Warren Gatland to fly back from New Zealand for Wales clash with Scotland following funeral of his father
- Warren Gatland had to rush home after receiving news of his father’s death
- It was unclear whether he would be back in time for next Saturday’s match
- Sportsmail understands that he will be back in Wales in the middle of next week
Warren Gatland will jet back from New Zealand in time for Wales’ autumn opener against Scotland next week, having attended the funeral of his father.
The Wales head coach had to rush home on Tuesday after he received the news of the bereavement and at the time it was unclear whether he would be back in time for next Saturday’s match.
But Sportsmail understands Gatland will return just in time.
Warren Gatland will fly back from New Zealand in time for the Wales game against Scotland
The plan is for him to arrive back in Wales in the middle of next week, having spent time with his family, and all being well he should be back at the helm at the Principality Stadium come the weekend.
In his absence Rob Howley — who has led Wales on the two occasions when Gatland has been with the Lions — has taken charge as Wales build up to their November Tests.
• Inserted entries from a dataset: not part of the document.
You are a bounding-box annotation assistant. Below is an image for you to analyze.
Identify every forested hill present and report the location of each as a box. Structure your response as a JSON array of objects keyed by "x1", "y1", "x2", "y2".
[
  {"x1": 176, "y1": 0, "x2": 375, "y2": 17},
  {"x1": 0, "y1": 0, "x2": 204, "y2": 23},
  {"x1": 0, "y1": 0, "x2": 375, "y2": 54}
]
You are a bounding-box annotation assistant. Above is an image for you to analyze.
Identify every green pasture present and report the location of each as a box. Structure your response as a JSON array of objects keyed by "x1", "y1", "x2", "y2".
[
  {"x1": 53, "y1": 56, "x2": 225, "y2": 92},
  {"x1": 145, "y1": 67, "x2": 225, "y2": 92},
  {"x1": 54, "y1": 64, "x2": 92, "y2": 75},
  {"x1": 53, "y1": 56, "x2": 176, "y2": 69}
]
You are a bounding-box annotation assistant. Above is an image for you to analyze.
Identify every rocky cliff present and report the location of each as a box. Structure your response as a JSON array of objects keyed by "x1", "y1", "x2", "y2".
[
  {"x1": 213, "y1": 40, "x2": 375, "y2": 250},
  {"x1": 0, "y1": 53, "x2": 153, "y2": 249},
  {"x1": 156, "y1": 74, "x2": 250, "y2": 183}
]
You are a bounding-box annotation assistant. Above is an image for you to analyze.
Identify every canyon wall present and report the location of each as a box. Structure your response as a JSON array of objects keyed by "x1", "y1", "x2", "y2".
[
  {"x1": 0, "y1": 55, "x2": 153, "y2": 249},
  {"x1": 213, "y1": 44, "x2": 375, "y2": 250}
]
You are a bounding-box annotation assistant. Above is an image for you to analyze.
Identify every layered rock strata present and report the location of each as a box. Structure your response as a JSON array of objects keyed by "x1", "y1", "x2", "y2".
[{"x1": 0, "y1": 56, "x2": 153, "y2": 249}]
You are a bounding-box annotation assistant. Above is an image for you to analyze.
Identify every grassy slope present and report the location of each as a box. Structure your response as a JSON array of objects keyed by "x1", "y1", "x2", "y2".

And Robin McBryde, who took the reins for tour matches against Samoa and Tonga when Gatland and Howley were both away in the summer of 2017, said the Welsh have not broken stride.
The 55-year-old plans is for him to arrive back in Wales in the middle of next week
Wales have a strategy in place for when members of the coaching team are unavailable
‘Our thoughts are with him and the family,’ he said. ‘It makes it that much harder being that far away from your family at times like this. We are just keen to crack on with the job.
‘Warren has always been happy to discuss plans and make sure we are on the same page and happy for us (coaches) to take a lead on different occasions.
‘Rob has stepped up and been in this position before so it has not affected us too much.
‘The plans have been in place for a while about when we train. It is about implementing that now.’